To Have And To Hold Until Paranoia Do Part

This seventy-four-minute MGM film, directed by Tay Garnett, suffered a six-figure loss at the box office. But then, it did not cost much to make. The screenplay is by Mel Dinelli and Tom Lewis with the film being produced also by Lewis, Loretta Young’s second husband. Young narrates the entire film to retell her frightening day of the week. I found it difficult to ignore her over-the-top performance. Young had some good successes in the Thirties and Forties, winning an Oscar four years before in, The Farmer's Daughter. No nomination this time around. Young seems to be the wrong actress for this paranoid character. Perhaps a “stronger” actress in the mold of Anne Baxter or Patricia Neal might have toned down the hysterics. Neither, of course, was married to the producer. Then again, here, Young is “married” to Barry Sullivan who is also paranoid. 


Sullivan has a limited role as a bedridden patient with a scripted bad heart. He is also a little touched in the head with irrational jealousy, convinced Young and his doctor, his old Navy buddy, dull Hollywood newcomer Bruce Cowling, are having an affair and both plotting to kill him. Sullivan goes so far as to write a detailed letter to the district attorney suggesting so. His plan is to kill her before she gets to him. But before firing a shot, he collapses from a fatal heart attack. Young’s posture and expression, wedged between the door frame and dresser, (lower right image above) are straight out of a Carol Burnett show skit.

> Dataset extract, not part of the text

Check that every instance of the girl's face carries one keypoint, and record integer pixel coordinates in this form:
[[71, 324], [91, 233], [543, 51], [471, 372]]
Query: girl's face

She is acting so hard it is laughable. 


It is near this point, that the film is cause for alarm as hysterical Young discovers the contents of Sullivan's letter and tries to get it back after giving it to the postman, the always befuddled or opinionated Irving Bacon. A by-the-book postal carrier with the gift of gab and concern about securing his pension. His impeccable performance should allow one to hang on until the end. The exchanges between him and Young are good, though she is obviously rattled to the point of being ridiculous. She pleads with Bacon to give her the letter, but he cannot. It is Sullivan who wrote the letter to the D.A. and he must sign for it. Bacon is more than happy to take it to him. Young bursts that is not possible so he instructs her to pick up the letter at the post office later. In the meantime, angst prevails. As the only good news for Young in the film, Bacon returns to inform her the letter could not be delivered anyway. Insufficient postage. My preferred title for the film. 

Note: There is a brief uncredited appearance by Robert Easton and his pal, Carl Switzer. Both are involved in their personal automotive maintenance program.